Now some forty years later, my brother and I shared a natural disaster together again. Since my brother lives in a beach community, Rowayton, CT, he got a knock on the door at 1pm on Saturday and was ordered to evacuate. I picked him up at 3pm and decided to make the best of the situation and had my neighbor and her guests over for dinner Saturday night. I did my best to create a festive mood, preparing my signature dishes--ceasar salad, chicken picata, the best baguette bread I know of, blueberry pie--and LOTS of candles.

About 11pm we went to bed and hoped for the best. I tried to sleep, but this howling wind started up. I kept one window in my bedroom cracked, and I remember this strong force of air pushing through my room, making me toss and turn. At about 3:30pm I heard this hard thump, then went back into a restless sleep.

At 7:30am I walked upstairs to make coffee and noticed something different. There was more light in the kitchen window. Then I looked out and realized the big tree in my front yard was gone. I ran outside and saw the tree laying across my driveway with the branches cradling the back of my car.

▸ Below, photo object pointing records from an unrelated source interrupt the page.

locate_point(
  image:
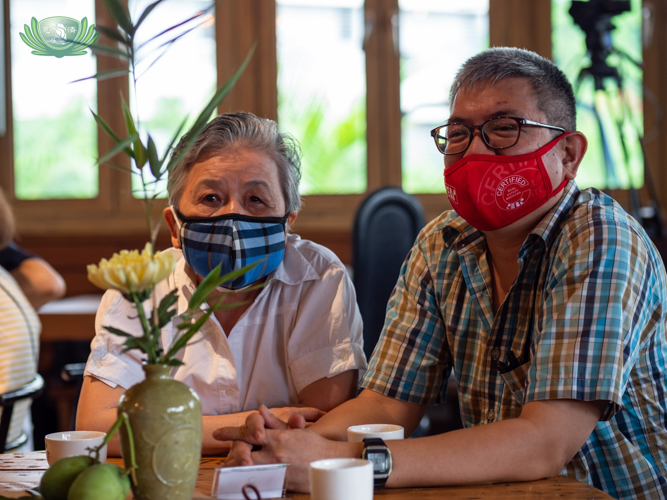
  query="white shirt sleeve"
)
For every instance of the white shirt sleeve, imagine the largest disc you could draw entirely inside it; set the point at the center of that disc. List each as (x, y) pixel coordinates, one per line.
(327, 336)
(106, 361)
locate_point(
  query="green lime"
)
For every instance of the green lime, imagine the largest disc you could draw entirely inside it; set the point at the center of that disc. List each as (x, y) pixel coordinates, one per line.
(100, 482)
(60, 476)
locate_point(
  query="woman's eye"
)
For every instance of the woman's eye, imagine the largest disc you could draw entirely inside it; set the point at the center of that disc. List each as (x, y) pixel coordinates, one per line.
(211, 198)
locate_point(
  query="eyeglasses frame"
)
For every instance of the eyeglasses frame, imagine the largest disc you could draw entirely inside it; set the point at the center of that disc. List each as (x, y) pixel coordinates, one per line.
(471, 129)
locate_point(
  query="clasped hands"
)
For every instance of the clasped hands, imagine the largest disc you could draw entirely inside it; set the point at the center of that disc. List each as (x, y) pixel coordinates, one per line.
(278, 441)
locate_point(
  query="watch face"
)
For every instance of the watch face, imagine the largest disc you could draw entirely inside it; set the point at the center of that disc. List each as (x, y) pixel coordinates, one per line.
(379, 460)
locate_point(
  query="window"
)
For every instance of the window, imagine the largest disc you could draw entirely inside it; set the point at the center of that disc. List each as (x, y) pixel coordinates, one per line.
(359, 84)
(435, 39)
(55, 139)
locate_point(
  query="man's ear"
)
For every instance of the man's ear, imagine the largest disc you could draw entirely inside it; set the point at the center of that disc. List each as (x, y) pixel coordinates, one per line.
(573, 151)
(173, 227)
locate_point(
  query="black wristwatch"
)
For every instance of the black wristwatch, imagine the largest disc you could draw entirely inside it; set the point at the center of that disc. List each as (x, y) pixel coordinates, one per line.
(376, 452)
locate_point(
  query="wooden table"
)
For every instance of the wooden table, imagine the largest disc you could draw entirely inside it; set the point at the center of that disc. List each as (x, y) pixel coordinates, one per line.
(22, 471)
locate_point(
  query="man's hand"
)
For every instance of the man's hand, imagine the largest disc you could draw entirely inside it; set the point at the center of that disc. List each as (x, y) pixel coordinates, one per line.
(281, 442)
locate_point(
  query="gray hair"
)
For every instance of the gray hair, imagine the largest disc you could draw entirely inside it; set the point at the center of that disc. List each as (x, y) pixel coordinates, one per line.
(553, 91)
(229, 131)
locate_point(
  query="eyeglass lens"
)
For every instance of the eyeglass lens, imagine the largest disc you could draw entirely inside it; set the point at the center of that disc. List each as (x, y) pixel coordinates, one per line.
(498, 133)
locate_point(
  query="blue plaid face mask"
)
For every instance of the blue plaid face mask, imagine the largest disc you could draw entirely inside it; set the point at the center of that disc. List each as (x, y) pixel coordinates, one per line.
(234, 240)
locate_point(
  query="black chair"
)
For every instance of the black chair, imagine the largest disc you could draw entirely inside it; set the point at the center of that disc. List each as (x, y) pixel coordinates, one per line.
(7, 401)
(385, 228)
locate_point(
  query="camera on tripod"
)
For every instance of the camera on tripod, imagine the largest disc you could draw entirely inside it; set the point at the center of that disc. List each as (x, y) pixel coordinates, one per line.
(594, 18)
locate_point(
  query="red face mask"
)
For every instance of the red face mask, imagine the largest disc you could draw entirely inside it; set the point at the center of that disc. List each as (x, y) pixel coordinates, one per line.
(493, 191)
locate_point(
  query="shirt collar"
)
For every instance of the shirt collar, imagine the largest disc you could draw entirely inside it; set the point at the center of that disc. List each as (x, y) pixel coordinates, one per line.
(468, 239)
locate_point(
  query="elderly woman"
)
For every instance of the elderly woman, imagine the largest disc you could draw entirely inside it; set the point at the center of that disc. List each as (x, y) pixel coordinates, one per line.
(295, 345)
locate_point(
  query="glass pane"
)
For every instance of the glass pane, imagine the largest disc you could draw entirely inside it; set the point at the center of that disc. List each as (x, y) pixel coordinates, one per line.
(435, 39)
(322, 89)
(599, 110)
(176, 81)
(55, 136)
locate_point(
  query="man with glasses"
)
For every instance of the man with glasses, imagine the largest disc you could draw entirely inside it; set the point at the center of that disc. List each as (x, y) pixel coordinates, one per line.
(546, 303)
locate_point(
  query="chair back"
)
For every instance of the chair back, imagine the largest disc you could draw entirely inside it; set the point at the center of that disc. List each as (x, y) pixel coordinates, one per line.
(385, 228)
(7, 401)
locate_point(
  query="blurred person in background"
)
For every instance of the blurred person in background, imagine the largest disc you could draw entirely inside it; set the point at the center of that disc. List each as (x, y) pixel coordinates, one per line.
(19, 335)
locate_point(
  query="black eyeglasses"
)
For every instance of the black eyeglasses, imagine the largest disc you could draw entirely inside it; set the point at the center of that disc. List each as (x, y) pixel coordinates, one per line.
(497, 133)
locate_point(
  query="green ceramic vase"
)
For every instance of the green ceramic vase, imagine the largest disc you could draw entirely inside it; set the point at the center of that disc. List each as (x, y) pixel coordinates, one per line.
(165, 417)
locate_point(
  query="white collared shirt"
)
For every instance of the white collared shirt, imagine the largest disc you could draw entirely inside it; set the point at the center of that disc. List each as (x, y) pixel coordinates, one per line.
(303, 326)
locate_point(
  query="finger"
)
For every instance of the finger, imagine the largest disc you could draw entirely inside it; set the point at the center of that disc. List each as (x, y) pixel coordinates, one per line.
(240, 454)
(310, 414)
(252, 432)
(296, 421)
(271, 421)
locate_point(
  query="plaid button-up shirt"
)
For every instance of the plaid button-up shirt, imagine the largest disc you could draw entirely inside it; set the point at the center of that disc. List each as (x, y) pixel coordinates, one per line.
(585, 319)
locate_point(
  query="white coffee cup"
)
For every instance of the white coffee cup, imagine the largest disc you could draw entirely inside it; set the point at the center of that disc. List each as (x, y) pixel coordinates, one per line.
(73, 443)
(386, 432)
(341, 479)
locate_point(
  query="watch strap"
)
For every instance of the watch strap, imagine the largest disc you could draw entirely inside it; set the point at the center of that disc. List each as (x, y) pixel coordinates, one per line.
(374, 446)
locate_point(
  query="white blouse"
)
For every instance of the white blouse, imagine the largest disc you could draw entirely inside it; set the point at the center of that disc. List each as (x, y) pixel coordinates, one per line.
(304, 325)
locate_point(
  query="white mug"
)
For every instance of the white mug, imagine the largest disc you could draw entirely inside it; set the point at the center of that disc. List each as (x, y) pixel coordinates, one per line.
(73, 443)
(386, 432)
(341, 479)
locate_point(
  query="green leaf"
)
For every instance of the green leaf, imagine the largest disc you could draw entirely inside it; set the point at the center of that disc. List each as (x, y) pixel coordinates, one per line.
(121, 146)
(114, 34)
(163, 32)
(145, 13)
(175, 138)
(153, 158)
(100, 121)
(205, 115)
(139, 150)
(173, 362)
(103, 75)
(120, 15)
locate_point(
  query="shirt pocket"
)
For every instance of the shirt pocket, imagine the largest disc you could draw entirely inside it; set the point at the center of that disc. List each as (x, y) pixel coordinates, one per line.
(515, 381)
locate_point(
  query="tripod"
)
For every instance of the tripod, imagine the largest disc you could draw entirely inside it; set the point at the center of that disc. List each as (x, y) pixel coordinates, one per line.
(605, 77)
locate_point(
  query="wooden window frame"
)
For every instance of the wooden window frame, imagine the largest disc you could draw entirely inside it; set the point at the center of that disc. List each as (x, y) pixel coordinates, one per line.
(239, 25)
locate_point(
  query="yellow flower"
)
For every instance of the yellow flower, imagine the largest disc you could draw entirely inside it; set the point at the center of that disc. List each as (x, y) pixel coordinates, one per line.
(130, 271)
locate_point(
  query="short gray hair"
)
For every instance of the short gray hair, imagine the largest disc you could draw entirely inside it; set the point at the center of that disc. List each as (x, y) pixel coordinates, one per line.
(229, 131)
(553, 91)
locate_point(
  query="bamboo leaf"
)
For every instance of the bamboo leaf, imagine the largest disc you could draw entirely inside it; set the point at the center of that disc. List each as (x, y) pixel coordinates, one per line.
(120, 15)
(163, 32)
(114, 34)
(146, 12)
(103, 75)
(138, 149)
(117, 149)
(205, 115)
(153, 158)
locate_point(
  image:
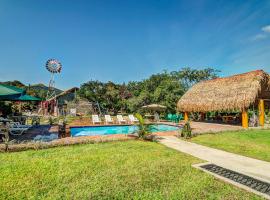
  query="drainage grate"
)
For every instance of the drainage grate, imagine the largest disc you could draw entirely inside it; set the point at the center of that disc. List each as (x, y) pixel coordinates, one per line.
(248, 181)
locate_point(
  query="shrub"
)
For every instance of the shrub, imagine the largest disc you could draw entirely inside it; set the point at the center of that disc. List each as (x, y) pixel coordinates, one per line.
(186, 131)
(143, 128)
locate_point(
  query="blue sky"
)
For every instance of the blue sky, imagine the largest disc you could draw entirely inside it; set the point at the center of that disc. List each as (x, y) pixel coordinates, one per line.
(130, 40)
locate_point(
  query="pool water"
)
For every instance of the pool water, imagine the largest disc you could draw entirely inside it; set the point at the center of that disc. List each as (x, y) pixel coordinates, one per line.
(110, 130)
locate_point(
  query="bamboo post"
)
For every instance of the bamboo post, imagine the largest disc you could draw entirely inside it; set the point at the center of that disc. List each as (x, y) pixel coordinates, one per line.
(261, 112)
(186, 116)
(244, 119)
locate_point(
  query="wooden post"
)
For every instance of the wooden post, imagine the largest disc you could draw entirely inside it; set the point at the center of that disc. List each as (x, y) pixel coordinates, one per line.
(261, 112)
(244, 119)
(186, 116)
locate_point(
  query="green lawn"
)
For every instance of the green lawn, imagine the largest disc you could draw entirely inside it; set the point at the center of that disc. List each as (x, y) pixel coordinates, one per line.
(251, 143)
(115, 170)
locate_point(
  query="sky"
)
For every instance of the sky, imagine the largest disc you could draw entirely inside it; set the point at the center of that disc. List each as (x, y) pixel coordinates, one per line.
(128, 40)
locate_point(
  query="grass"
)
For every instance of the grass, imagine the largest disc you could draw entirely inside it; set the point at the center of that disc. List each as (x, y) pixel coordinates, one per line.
(115, 170)
(251, 143)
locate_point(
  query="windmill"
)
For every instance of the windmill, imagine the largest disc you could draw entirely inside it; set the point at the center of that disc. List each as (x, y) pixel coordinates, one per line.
(54, 67)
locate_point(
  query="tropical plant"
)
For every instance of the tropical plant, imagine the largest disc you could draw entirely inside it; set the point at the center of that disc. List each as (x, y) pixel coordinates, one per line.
(186, 131)
(5, 139)
(143, 128)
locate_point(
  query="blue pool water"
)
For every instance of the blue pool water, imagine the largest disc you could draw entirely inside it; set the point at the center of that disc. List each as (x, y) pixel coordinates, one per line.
(109, 130)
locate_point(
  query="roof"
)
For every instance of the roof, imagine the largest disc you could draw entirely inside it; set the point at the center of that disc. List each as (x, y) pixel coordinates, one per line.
(236, 92)
(27, 98)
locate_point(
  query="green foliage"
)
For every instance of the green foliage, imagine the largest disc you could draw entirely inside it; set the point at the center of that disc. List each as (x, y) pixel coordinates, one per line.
(163, 88)
(5, 139)
(186, 130)
(115, 170)
(52, 120)
(143, 128)
(5, 108)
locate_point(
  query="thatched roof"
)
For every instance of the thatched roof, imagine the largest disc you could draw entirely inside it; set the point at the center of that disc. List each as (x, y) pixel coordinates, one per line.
(236, 92)
(71, 90)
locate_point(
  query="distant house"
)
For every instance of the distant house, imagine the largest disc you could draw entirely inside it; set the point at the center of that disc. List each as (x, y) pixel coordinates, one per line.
(67, 102)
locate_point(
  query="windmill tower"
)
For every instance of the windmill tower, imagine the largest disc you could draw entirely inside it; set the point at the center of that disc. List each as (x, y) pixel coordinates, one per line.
(54, 67)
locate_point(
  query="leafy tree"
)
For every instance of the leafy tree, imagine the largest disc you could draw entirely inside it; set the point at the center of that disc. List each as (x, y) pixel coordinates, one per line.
(163, 88)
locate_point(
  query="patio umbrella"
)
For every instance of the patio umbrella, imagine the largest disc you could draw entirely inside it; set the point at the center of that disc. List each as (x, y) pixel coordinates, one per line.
(8, 92)
(155, 107)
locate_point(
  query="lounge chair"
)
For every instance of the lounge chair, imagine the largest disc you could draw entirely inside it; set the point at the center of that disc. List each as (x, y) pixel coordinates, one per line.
(108, 119)
(95, 119)
(120, 119)
(17, 125)
(132, 119)
(15, 128)
(17, 131)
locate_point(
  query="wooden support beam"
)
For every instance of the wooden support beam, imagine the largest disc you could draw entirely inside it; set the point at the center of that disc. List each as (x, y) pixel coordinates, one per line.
(186, 116)
(261, 112)
(244, 119)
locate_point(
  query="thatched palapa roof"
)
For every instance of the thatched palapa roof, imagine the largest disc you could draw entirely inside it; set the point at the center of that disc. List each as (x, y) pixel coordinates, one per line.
(236, 92)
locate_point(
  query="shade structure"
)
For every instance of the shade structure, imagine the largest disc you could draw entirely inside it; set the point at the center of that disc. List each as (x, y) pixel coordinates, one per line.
(233, 93)
(8, 92)
(27, 98)
(155, 107)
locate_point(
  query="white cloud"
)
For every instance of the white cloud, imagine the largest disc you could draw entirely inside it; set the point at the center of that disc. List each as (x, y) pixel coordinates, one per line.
(263, 35)
(259, 36)
(266, 29)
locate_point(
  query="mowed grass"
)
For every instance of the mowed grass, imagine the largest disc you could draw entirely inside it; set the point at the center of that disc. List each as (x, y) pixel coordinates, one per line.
(251, 143)
(116, 170)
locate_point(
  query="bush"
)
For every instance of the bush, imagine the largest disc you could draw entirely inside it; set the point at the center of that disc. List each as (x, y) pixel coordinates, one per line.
(186, 132)
(143, 129)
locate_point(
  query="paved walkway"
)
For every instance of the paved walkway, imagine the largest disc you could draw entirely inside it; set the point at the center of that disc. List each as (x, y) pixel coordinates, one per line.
(249, 166)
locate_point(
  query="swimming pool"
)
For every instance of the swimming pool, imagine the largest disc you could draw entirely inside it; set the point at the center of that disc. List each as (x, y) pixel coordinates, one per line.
(121, 129)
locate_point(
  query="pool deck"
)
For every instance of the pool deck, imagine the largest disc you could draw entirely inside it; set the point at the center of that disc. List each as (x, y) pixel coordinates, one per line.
(46, 130)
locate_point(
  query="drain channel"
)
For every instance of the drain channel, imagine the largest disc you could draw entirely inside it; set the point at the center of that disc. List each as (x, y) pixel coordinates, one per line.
(248, 181)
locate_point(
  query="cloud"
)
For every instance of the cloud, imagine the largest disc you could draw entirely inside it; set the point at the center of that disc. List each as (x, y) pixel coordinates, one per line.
(266, 29)
(265, 32)
(259, 36)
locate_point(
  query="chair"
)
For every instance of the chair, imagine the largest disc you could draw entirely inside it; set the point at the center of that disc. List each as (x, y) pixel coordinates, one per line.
(16, 129)
(120, 119)
(95, 119)
(132, 119)
(108, 119)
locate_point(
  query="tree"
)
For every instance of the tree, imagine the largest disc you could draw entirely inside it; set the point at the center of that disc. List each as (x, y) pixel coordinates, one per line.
(163, 88)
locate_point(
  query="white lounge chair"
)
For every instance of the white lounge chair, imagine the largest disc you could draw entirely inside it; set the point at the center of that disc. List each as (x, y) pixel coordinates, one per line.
(95, 119)
(120, 119)
(108, 119)
(132, 119)
(17, 131)
(17, 125)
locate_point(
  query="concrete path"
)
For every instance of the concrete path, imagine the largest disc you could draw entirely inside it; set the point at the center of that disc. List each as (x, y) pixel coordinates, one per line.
(249, 166)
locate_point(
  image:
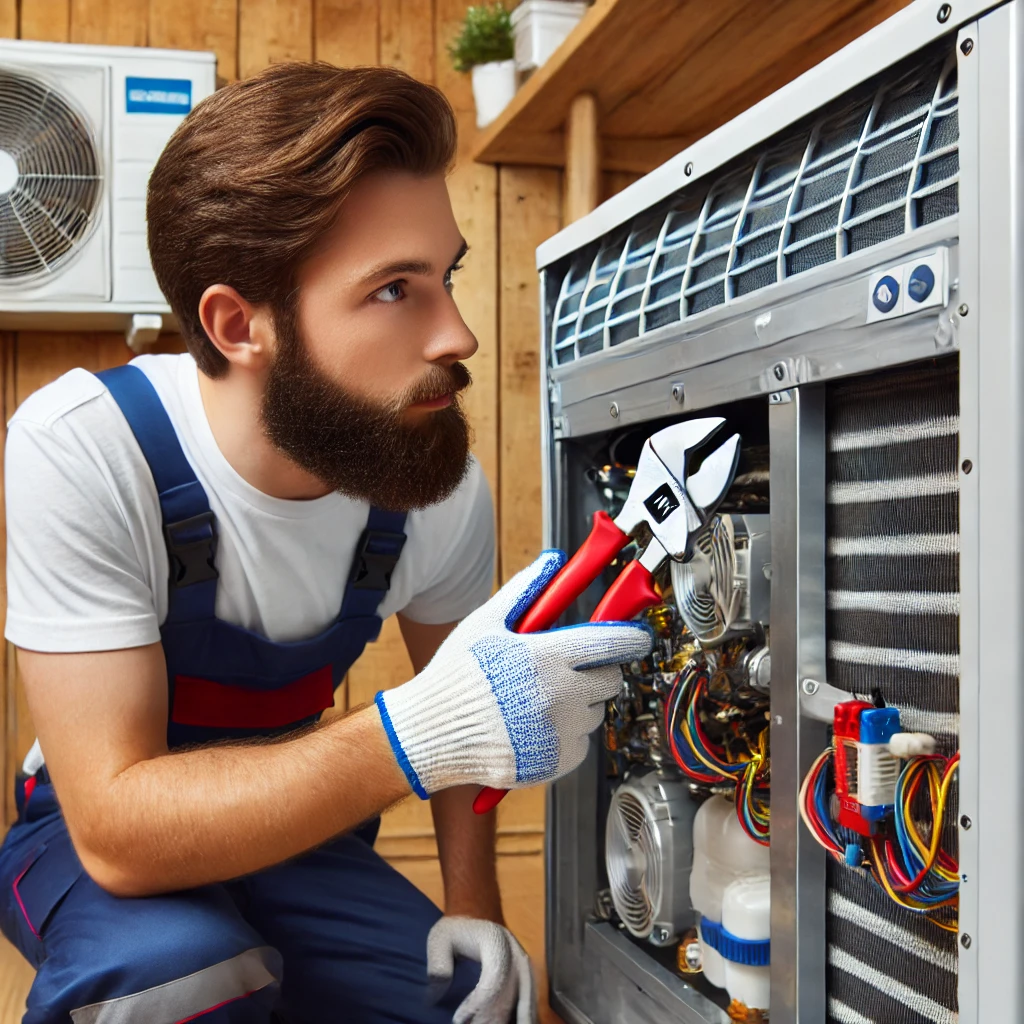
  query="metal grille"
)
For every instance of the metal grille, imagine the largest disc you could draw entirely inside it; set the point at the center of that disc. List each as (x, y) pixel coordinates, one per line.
(50, 174)
(873, 166)
(893, 624)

My neighbor called out from her window upstairs and said: don't worry the fire department has been here, and the condo association would be there shortly so my car wouldn't be trapped in the driveway. Neighhbors walked by and shook there heads. Most everyone said: "It's a miracle that tree missed your car."

A few hours later, I walked through the neighborhood and realized I was not alone. There were at least 6 trees down. Miraculously, they all fell into the street and not one dived into someone's roof. I consider myself lucky. When I drove my brother back to his house, at about 6pm Sunday night, it was clear his evacuation was a good decision. all the roads were flooded and people were walking around in those those rubber "Wellie" boots. My brother had wanted to get rid of his gravel driveway in favor of tar paving, but I believe the gravel driveway prevented the flooding from creeping inside his home. His house surived Irene unscathed.

It just goes to show, none of the flashlights, candles and bottled water could have prevented that tree from falling down in my front yard. You just never know when mother nature decides to knock on your door and blow hard.